Within the first 100 days, he made the important decisions to keep the company together, reduce costs sharply and change the way I.B.M. did business, overhauling sales, marketing, procurement and internal systems.

He writes that the choice to keep the company together, reversing the course set by his predecessor and endorsed by the board, was “the most important decision I ever made – not just at I.B.M., but in my entire career.” He based it on strategic analysis and instinct – and listening to customers….

By the mid-1990’s, I.B.M.’s technical leadership had noticed the Internet, and took the view that the coming “networked world” would lead the way to the post-PC era, undermining Microsoft’s grip on the industry. “Desktop leadership might have been nice to have,” Mr. Gerstner writes, “but it was no longer strategically vital.”

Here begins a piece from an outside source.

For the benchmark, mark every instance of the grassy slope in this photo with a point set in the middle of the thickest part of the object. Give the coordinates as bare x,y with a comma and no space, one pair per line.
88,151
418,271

Always skip the flash intro

I’m of the opinion that almost 100% of the Flash I encounter on web sites is a waste of time. It’s bad enough that a good portion of it is merely gratuitous, but it is frequently abused by advertisers to create blinking ads that you can’t easily stop. I therefore have the flash plugin completely disabled. Imagine how the IMAX web site reinforced my opinion of flash when it opened as an empty page. Because Kovu had mentioned that Star Wars II was coming to IMAX theaters, I bothered to re-enable the plugin to be greeted by a dull flash intro and then the site launched in a popup window. Great! Why do people do this? Did they assume that the flash intro was so cool that I’d want to keep playing with it while I browsed their site? It’s truly a shame; the site works nicely if you skip directly to the real IMAX site. I just don’t get it.

Perhaps someday Mozilla or Phoenix will have the ability to block flash on a per site basis (Bug 94035).

News at your fingertips

On election day, I heard a talk radio host saying that he did not want higher turn out at the polls. He said that if people hadn’t been paying attention to the political scene and were debating whether they should go or just felt they should go because of some “duty” to vote, he didn’t want them there. “Stay home, put your feet up,” he encouraged. He has a good point. When I voted, several of the people there demonstrated an extreme lack of knowledge about what was on the ballot. They read the two Kentucky constitutional amendments for the first time at the polling place and said they didn’t know anything about them. (Aside: it’s not like Kentucky makes this information easily available. Since they have to publish the absentee ballots in advance, you’d think they could stick a copy of the ballots for each county on a website somewhere.)

I was talking to someone at work about this. We’d had an interesting debate about the merits of the amendments the day before and suffered similar experiences with uninformed voters. Our conversation turned to how much easier it is to be informed now than it was even 5 years ago. You can read a massive number of newspapers from around the state, nation, and the world as easily as clicking a link. Pre-web this would have required either large amounts of money or a trip to the library daily. Even then, many libraries would get only a few of the newspapers, and most likely few of the international papers. Now we can be overwhelmed by the wealth of information or we can just hit Google News for the daily snapshot. Wow.